Given two measurable spaces {(X, \mathcal{B}_X)} and {(Y, \mathcal{B}_Y)} we can define their product {(X\times Y, \mathcal{B}_X \times  \mathcal{B}_Y)}, where {X\times Y} is the cartesian product of {X} and {Y}, and {\mathcal{B}_X \times  \mathcal{B}_Y} is the {\sigma}-algebra generated by the sets of the form {E \times Y} and {X \times F} with {E \in \mathcal{B}_X} and {F \in  \mathcal{B}_Y}. We will need the following definition: A {\sigma}-algebra {\mathcal{B}} on a set {Z} is said to be coarser than a {\sigma}-algebra {\mathcal{B}'} on {Z} if {\mathcal{B} \subseteq \mathcal{B}'}. In exercise 18 of Terry Tao’s notes on product measures, it is shown that {\mathcal{B}_X \times  \mathcal{B}_Y} is the coarsest {\sigma}-algebra on {X\times Y} such that the projection maps {\pi_X} and {\pi_Y} are both measurable morphisms.

Now, we are finally ready to show that {(X\times Y,  \mathcal{B}_X\times \mathcal{B}_Y)} is the categorical product of the measurable spaces {(X,  \mathcal{B}_X)} and {(Y,  \mathcal{B}_Y)}. If {\phi_X : (Z, \mathcal{B}_Z)  \rightarrow (X, \mathcal{B}_X)} and {\phi_Y : (Z,  \mathcal{B}_Z) \rightarrow (Y, \mathcal{B}_Y)} are measurable morphisms, then we need to show that there exists a unique measurable morphism {\phi_{X\times Y} : (Z, \mathcal{B}_Z)  \rightarrow (X\times Y, \mathcal{B}_X \times  \mathcal{B}_Y)} such that {\phi_X = \pi_X \circ  \phi_{X\times Y}} and {\phi_Y = \pi_Y \circ  \phi_{X\times Y}}. Because the cartesian product is the product in the category of sets, we only have one choice for such a map. Indeed, {\phi_{X \times Y} = (\phi_X, \phi_Y)}.
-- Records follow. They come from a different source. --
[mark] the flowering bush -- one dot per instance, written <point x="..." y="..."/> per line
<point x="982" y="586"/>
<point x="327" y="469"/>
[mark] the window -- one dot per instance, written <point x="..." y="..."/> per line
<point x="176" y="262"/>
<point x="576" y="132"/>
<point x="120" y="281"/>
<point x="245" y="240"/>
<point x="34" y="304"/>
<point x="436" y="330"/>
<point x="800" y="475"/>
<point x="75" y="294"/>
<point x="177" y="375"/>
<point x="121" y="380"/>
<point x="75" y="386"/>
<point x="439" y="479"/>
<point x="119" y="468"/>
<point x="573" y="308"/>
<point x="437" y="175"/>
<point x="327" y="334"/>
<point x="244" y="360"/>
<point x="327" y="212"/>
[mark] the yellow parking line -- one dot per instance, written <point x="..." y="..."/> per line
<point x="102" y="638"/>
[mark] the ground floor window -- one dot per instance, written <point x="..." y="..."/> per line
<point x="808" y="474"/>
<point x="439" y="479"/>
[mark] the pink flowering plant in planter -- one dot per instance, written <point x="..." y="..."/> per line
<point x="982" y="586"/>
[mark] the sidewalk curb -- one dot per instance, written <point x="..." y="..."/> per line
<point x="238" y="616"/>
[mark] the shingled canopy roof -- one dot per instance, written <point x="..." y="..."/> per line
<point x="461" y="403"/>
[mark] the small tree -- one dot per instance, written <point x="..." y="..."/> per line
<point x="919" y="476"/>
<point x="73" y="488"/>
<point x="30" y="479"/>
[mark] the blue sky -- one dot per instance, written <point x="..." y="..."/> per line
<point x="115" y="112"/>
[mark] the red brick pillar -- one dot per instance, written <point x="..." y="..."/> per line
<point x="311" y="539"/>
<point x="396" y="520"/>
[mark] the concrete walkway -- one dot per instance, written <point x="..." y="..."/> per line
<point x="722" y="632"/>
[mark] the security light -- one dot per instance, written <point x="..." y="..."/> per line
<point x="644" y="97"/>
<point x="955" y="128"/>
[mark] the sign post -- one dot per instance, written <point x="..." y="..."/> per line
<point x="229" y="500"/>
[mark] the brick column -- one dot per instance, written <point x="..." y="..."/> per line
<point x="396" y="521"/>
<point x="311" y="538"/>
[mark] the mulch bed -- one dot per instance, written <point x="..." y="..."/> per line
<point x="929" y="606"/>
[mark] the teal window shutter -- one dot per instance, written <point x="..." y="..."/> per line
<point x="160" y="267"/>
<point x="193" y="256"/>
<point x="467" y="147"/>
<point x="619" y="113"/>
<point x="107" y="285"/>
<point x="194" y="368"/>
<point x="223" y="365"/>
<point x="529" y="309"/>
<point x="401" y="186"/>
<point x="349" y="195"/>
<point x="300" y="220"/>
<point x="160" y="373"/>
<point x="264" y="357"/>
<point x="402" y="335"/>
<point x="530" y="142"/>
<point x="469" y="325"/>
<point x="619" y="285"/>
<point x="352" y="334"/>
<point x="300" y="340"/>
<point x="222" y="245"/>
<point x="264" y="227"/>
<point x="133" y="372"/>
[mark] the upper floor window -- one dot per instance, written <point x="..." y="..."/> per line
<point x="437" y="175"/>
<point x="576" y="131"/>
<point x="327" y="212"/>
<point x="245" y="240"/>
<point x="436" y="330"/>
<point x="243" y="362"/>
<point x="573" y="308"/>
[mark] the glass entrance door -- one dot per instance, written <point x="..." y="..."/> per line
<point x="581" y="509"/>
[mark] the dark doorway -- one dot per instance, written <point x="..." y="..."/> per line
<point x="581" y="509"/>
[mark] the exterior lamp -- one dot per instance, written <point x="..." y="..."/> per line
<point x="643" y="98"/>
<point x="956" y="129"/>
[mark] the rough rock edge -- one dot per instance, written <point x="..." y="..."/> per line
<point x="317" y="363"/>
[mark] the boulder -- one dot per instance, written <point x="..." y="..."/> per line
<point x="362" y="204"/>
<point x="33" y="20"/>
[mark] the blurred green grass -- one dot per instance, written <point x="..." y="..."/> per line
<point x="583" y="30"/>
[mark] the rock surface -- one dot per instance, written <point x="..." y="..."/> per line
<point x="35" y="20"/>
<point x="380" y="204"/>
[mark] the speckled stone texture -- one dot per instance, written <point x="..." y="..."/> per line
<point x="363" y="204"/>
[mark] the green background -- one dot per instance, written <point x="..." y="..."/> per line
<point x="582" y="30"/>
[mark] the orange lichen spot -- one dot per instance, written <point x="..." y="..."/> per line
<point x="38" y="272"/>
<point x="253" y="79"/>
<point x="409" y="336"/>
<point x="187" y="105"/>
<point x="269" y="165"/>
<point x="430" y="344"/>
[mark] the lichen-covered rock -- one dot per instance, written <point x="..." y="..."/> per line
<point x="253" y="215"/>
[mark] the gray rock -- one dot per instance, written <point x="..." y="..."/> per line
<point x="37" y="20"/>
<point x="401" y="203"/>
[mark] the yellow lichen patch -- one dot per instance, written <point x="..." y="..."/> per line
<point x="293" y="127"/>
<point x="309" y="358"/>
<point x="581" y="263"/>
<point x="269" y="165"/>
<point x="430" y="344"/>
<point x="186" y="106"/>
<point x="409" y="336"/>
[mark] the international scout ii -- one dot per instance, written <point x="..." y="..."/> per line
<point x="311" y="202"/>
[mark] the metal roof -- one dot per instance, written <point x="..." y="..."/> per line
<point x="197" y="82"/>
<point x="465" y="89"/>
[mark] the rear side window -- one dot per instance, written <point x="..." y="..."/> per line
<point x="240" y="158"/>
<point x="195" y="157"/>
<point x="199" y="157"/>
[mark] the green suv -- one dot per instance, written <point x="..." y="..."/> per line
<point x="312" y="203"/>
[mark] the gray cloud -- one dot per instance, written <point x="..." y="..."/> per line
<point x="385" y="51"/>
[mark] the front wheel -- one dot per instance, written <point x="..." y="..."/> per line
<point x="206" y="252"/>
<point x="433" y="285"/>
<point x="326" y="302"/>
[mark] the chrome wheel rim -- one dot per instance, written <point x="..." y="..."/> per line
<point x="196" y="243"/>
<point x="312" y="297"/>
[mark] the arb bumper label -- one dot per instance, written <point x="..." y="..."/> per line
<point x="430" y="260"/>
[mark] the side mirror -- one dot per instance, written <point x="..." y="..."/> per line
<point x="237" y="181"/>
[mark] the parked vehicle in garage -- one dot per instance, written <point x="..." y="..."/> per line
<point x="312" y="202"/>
We claim that {\phi_{X \times Y}} is measurable. Indeed, because the pullback {\phi_{X \times Y}^{-1} : 2^{X\times  Y} \rightarrow 2^Z} respects arbitrary unions and complements, and {\phi_{X\times Y}(\emptyset) =  \emptyset}, we only need to show that {\phi_{X\times Y}^{-1}(E \times Y) \in \mathcal{B}_Z} and {\phi_{X\times Y}^{-1}(X \times F) \in  \mathcal{B}_Z} for all {E \in  \mathcal{B}_X} and {F \in  \mathcal{B}_Y} (see remark 4 of Terry Tao’s notes on abstract measure spaces). This is easy to show:

\displaystyle  \begin{array}{rcl}  \phi^{-1}_{X\times Y} (E\times Y)  &=& (\pi_X \circ \phi_{X\times Y})^{-1}(E) \\ &=&  \phi_X^{-1}(E) \\ \phi^{-1}_{X\times Y} (X \times F) &=& (\pi_Y  \circ \phi_{X\times Y})^{-1}(F) \\ &=& \phi_Y^{-1}(F)  \end{array}

are both {\mathcal{B}_Z} measurable because {E \in \mathcal{B}_X} and {F \in  \mathcal{B}_Y}.

Thus, we have shown that {(X \times Y, \mathcal{B}_X\times  \mathcal{B}_Y)} is actually the product of the measurable spaces {(X, \mathcal{B}_X)} and {(Y,  \mathcal{B}_Y)} in the category of measurable spaces. This is reassuring, otherwise the term “product space” would be misleading.

I would like to know if there is a category of measure spaces with objects {(X, \mathcal{B}_X, \mu_X)}, where {X} is a set, {\mathcal{B}_X} is a {\sigma}-algebra on {X}, and {\mu_X : \mathcal{B}_X \rightarrow [0, +\infty]} is a measure. There would need to be some extra condition on morphisms in this category, otherwise we couldn’t distinguish between triples {(X, \mathcal{B}_X, \mu_X)} and {(X,  \mathcal{B}_X, \mu_X')} where {\mu_X \neq  \mu_X'}. If this was a category, I don’t believe products could exist. Indeed, if the measure spaces {(X, \mathcal{B}_X,  \mu_X)} and {(Y, \mathcal{B}_Y,  \mu_Y)} are not {\sigma}-finite, then there can be multiple measures on {(X \times Y,  \mathcal{B}_X \times \mathcal{B}_Y)}: see Terry Tao’s notes on product measures.

Another question is whether equalizers, coproducts, coequalizer, etc. exist in the category of measurable spaces. If a sufficient number of these properties exist, then we can take categorical (co)limits of measurable spaces. These might be of some interest already, but I have not looked into it.